In [133]:
# Import the necessay libraries
import pandas as pd
import numpy as np

from sklearn.model_selection import train_test_split
from sklearn.preprocessing import LabelBinarizer, OneHotEncoder
from sklearn.preprocessing import StandardScaler
from sklearn.linear_model import LogisticRegression
from sklearn.ensemble import (
    RandomForestClassifier,
    ExtraTreesClassifier,
    GradientBoostingClassifier
)
from sklearn.svm import LinearSVC
from sklearn.tree import DecisionTreeClassifier
from sklearn.naive_bayes import GaussianNB
from sklearn.neighbors import KNeighborsClassifier
from sklearn.feature_selection import SelectFromModel 
from xgboost import XGBClassifier

from sklearn.metrics import (
    fbeta_score,
    f1_score,
    accuracy_score, 
    recall_score, 
    precision_score, 
    precision_recall_fscore_support,
    confusion_matrix, 
    classification_report
)
from sklearn.metrics import precision_recall_fscore_support as score

import matplotlib.pyplot as plt
import seaborn as sns
sns.set()

In [3]:
# Load the data into a dataframe
df = pd.read_csv('data/clean_census.csv')
# Display the three first rows from the dataframe
df.head(3)

Unnamed: 0,age,workclass,fnlgt,education,marital-status,occupation,relationship,race,sex,capital-gain,capital-loss,hours-per-week,native-country,salary
0,39,State-gov,77516,Bachelors,Never-married,Adm-clerical,Not-in-family,White,Male,2174,0,40,United-States,<=50K
1,50,Self-emp-not-inc,83311,Bachelors,Married-civ-spouse,Exec-managerial,Husband,White,Male,0,0,13,United-States,<=50K
2,38,Private,215646,HS-grad,Divorced,Handlers-cleaners,Not-in-family,White,Male,0,0,40,United-States,<=50K


In [4]:
def process_data(
    X, categorical_features=[], label=None, training=True, encoder=None, lb=None
):
    """ Process the data used in the machine learning pipeline.

    Processes the data using one hot encoding for the categorical features and a
    label binarizer for the labels.
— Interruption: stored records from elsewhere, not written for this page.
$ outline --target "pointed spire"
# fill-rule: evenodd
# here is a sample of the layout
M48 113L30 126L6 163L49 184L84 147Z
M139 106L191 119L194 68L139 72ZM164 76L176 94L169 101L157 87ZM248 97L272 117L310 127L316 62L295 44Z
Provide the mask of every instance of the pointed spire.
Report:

This can be used in either training or
    inference/validation.

    Note: depending on the type of model used, you may want to add in functionality that
    scales the continuous data.

    Inputs
    ------
    X : pd.DataFrame
        Dataframe containing the features and label. Columns in `categorical_features`
    categorical_features: list[str]
        List containing the names of the categorical features (default=[])
    label : str
        Name of the label column in `X`. If None, then an empty array will be returned
        for y (default=None)
    training : bool
        Indicator if training mode or inference/validation mode.
    encoder : sklearn.preprocessing._encoders.OneHotEncoder
        Trained sklearn OneHotEncoder, only used if training=False.
    lb : sklearn.preprocessing._label.LabelBinarizer
        Trained sklearn LabelBinarizer, only used if training=False.

    Returns
    -------
    X : np.array
        Processed data.
    y : np.array
        Processed labels if labeled=True, otherwise empty np.array.
    encoder : sklearn.preprocessing._encoders.OneHotEncoder
        Trained OneHotEncoder if training is True, otherwise returns the encoder passed
        in.
    lb : sklearn.preprocessing._label.LabelBinarizer
        Trained LabelBinarizer if training is True, otherwise returns the binarizer
        passed in.
    """

    if label is not None:
        y = X[label]
        X = X.drop([label], axis=1)
    else:
        y = np.array([])

    X_categorical = X[categorical_features].values
    X_continuous = X.drop(*[categorical_features], axis=1)

    if training is True:
        encoder = OneHotEncoder(sparse_output=False, handle_unknown="ignore")
        lb = LabelBinarizer()
        X_categorical = encoder.fit_transform(X_categorical)
        y = lb.fit_transform(y.values).ravel()
    else:
        X_categorical = encoder.transform(X_categorical)
        try:
            y = lb.fit_transform(y.values).ravel()
        # Catch the case where y is None because we're doing inference.
        except AttributeError as error:
            print("Error occur: ", error)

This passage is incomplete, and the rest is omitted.